Unbeaten Watch: Will Wisconsin’s Winning Streak End in Bloomington?

Posted by Jonathan Batuello & Deepak Jayanti (@dee_b1g) on January 14th, 2014

The unbeaten watch continues on Tuesday night as the Badgers visit Bloomington to handle Yogi Ferrell and company. No game is a gimme in the Big Ten and Bo Ryan’s teams have traditionally given fits to Tom Crean’s offense. Jonathan Batuello and Deepak Jayanti from the Big Ten microsite address two key questions about this week’s Tuesday night special.

Can Tom Crean's Hoosiers end the Badgers' winning streak? (AP).

Can Tom Crean’s Hoosiers end the Badgers’ winning streak? (AP).

When the Badgers visited Bloomington last year, they held a potent Hoosiers’ offense to just 59 points and dominated the game defensively. Can Indiana figure out a way to score against the Ben Brust/Josh Gasser/Traevon Jackson backcourt? If not, where will they find offense?

JB:  We’ve all heard about Tom Crean’s struggles against Wisconsin, but  it isn’t just his Indiana teams that Wisconsin has held down. The Badgers are going for their 13th straight win against the Hoosiers (the most for any program consecutively against them ever) and have held them to 60 or fewer points in eight of those 12 losses. It seems Bo Ryan’s defense causes fits for this squad and the trio of guards will certainly cause issues again (even with Yogi Ferrell having a great year). Wisconsin has held opponents to an effective field goal rate of 44.3 percent and Indiana isn’t superb shooting the ball anyway (50.5%). So, quite frankly, Indiana won’t be scoring a lot. To get some baskets against the Badgers’ defense, it will need to corral some offensive rebounds (it ranks in the top 10 with 12.8 offensive boards per game) and use its athleticism in transition. If it doesn’t do those two things, the Hoosiers will struggle to break 60 points once again this year.

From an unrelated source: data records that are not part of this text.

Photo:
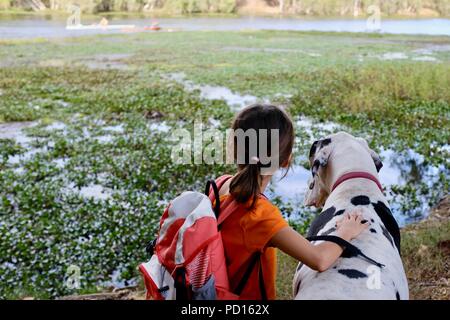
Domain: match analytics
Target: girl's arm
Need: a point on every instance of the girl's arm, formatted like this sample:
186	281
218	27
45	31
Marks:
318	257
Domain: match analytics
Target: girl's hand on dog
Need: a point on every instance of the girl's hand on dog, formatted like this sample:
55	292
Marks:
351	225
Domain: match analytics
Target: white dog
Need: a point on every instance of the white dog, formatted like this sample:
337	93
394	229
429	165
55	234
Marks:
345	176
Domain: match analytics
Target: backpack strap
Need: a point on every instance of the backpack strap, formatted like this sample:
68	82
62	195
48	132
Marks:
209	184
349	249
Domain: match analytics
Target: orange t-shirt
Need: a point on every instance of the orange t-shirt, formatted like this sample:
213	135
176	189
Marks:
246	232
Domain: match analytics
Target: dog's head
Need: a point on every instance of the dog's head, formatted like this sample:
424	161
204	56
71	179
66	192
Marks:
340	151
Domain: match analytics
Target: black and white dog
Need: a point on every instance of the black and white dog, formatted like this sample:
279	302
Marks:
344	177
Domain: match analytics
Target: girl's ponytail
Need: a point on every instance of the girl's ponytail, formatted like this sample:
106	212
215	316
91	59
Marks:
246	184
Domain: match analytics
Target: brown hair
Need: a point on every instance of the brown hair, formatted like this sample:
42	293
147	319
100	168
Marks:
245	185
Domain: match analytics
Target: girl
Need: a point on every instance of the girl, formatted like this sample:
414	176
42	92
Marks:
256	227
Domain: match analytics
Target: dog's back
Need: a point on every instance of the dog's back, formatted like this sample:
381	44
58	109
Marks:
355	278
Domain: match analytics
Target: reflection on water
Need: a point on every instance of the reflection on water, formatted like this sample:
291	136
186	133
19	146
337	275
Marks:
50	27
233	100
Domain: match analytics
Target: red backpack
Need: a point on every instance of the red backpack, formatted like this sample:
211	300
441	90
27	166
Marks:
187	258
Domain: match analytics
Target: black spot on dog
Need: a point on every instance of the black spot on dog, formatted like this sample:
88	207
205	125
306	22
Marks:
387	234
320	221
325	142
389	222
360	200
328	231
352	273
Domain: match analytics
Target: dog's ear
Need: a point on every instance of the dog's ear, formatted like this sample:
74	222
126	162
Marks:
318	159
375	157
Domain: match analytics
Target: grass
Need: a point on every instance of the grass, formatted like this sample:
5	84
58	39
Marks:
47	224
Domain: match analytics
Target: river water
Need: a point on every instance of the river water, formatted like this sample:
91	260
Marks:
47	26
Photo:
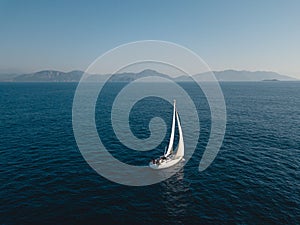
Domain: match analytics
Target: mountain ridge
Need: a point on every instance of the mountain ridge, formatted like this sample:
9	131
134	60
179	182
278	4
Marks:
75	76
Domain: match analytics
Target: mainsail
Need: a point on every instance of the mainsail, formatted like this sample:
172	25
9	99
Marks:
180	147
170	147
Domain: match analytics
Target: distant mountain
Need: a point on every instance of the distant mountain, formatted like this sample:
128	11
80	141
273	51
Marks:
234	75
74	76
50	76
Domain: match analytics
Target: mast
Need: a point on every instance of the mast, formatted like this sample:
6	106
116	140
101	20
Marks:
170	147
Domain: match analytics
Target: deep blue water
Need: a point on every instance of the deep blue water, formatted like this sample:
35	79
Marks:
255	178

DJ: The Hoosiers offense picks up 32.1 percent of its points through the three-pointer and that doesn’t bode well against Wisconsin’s defensively-minded backcourt. Between Jackson, Brust and Gasser, these are three guards who can defend Ferrell’s pull-up shots from beyond the perimeter. And if Ferrell’s offense is stymied, Crean will need Noah Vonleh or Jeremy Hollowell to figure out a way to score in the mid-range, no easy task. Vonleh will pick up points in the paint from offensive rebounds because Frank Kamisky or Sam Dekker are vulnerable against skilled size, but outside of the occasional tip-in, he is unlikely to be able to score in the post consistently. Expect Vonleh to turn the ball over if he tries to take Kaminsky off the dribble, because Jackson or Brust will come to help on the weak side immediately. Without any consistent scoring from these players, the Hoosiers are likely to break down on the defensive end and the game could get out of hand in favor of Wisconsin very quickly.

Iowa showed that the Wisconsin’s frontcourt is vulnerable in the paint. Can the Badgers handle Noah Vonleh in the paint?

JB: Noah Vonleh is the one place where Indiana has a clear advantage. The freshman has been a monster on the glass (9.3 RPG), and if he can continue to do that in this game, the Hoosiers will have a chance. Frank Kaminsky will really be pressed to have a good game because his abilities that come from stretching the floor and being nimble match with Vonleh’s strengths. Don’t be surprised to see Wisconsin rotating multiple players onto Vonleh and crashing the glass to force him to score on shots other than offensive putbacks. It also helps the Badgers that, after Vonleh in the frontcourt, Indiana’s strengths inside basically end. Jeremy Hollowell has been relegated to the bench with a DNP against Penn State, and Troy Williams and Hanner Mosquera-Perea aren’t good enough yet to work around even a mediocre defensive Wisconsin front line.

DJ: At the outset, there is no way Kaminsky can contain Vonleh one-on-one in the paint, but the Badgers’ backcourt will help close the gap on the defensive glass. The guard trio averages 13.0 RPG, which will help Kaminsky on the defensive glass because one guard can help Kaminsky double-team Vonleh in the paint. Ferrell and Hollowell do not tend to crash the offensive glass, so it is reasonable to expect their defenders to look to box out Vonleh in the paint when three-pointers are hoisted. Holding Vonleh to 12 boards on Tuesday night should be considered a success for the Badgers as long as the other Hoosiers don’t grab more than six rebounds as individuals. Last year, Ryan’s defense let Cody Zeller get his points in the paint and focused on limiting the Hoosiers’ guards, and it worked. Similarly, the Badgers could give Vonleh his time on the boards and force the young freshman to win the game in the paint while shattering the confidence of the Hoosiers’ perimeter offense.